L’année 2013 a été bonne pour Total au Brésil. La Major française a remporté des participations dans une quinzaine de permis dont le fameux projet Libra, « le plus important gisement pré-salifère découvert à ce jour », se félicite Yves-Louis Darricarrère. L’intérêt du groupe dirigé par Christophe de Margerie pour le Brésil n’est pas anodin : « Environ 40% des découvertes réalisées ces dernières années l’ont été au Brésil », poursuit le directeur Upstream. « Mais notre attrait ne se résume pas aux simples réserves. Le Brésil a une vision, un leadership et surtout une stabilité réglementaire sans laquelle aucun investissement lourd ne pourrait être envisagé », indique-t-il.

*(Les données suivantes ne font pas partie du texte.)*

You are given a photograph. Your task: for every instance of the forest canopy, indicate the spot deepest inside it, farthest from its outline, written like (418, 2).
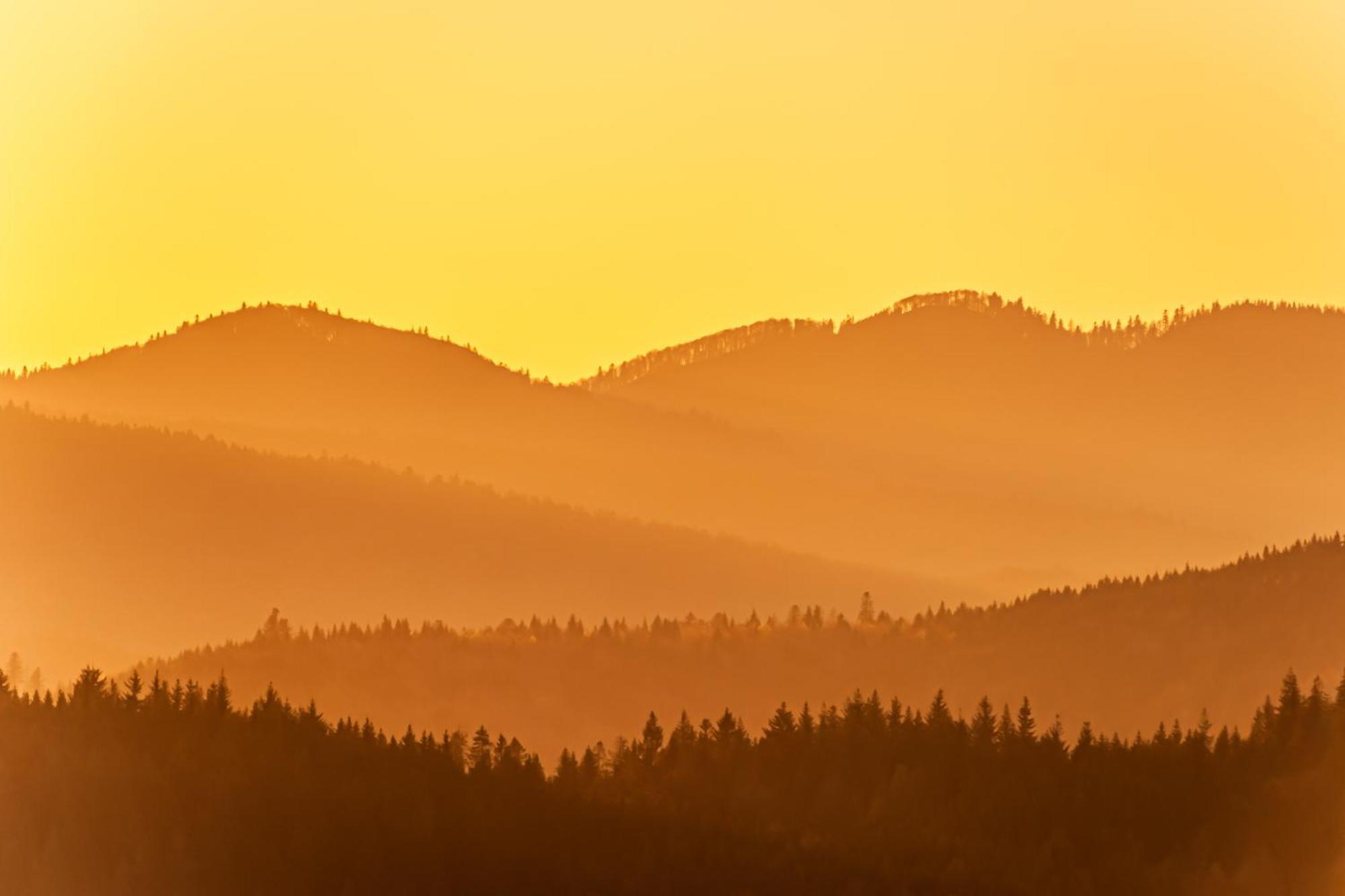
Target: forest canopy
(135, 786)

Et d’ajouter le « professionnalisme » de l’ANP (Agência Nacional do Petróleo) et la transparence de ses appels d’offres.

Pour autant, l’industrie pétrolière du pays doit encore relever des défis considérables pour doubler sa production d’ici 2020 comme cela est annoncé. L’introduction de taux minimum de local content selon les projets « est une politique compréhensible mais qui risque d’entraîner des risques réels de retards », met en garde Yves-Louis Darricarrère. Même crainte concernant Petrobras et l’obligation qui lui est faite de prendre au moins une participation de 30% dans chaque champs : « Les compétences de Petrobras ne sont pas en question. Cette compagnie a su découvrir, souvent seule, des gisements dans des condiitions compliquées. Elle bat régulièrement des records de profondeur. Mais lui imposer d’être partout risque d’entraîner une surchauffe de l’entreprise », analyse-t-il.

Total est présent dans plusieurs secteurs d’activité industrielle au Brésil à travers ses filiales Total E&P do Brasil, Total Gás e Electricidade do Brasil, Total Lubrificantes, Hutchinson, CCP Composites, Bostik et Atotech. La compagnie détient respectivement 9,7% et 25% des gazoducs de Bolivia-Brasil (TBG) et de TSB (Transportadora Sulbrasileira de Gás S.A.). Le groupe emploie environ 3 500 personnes dans le pays, majoritairement dans ses activités aval.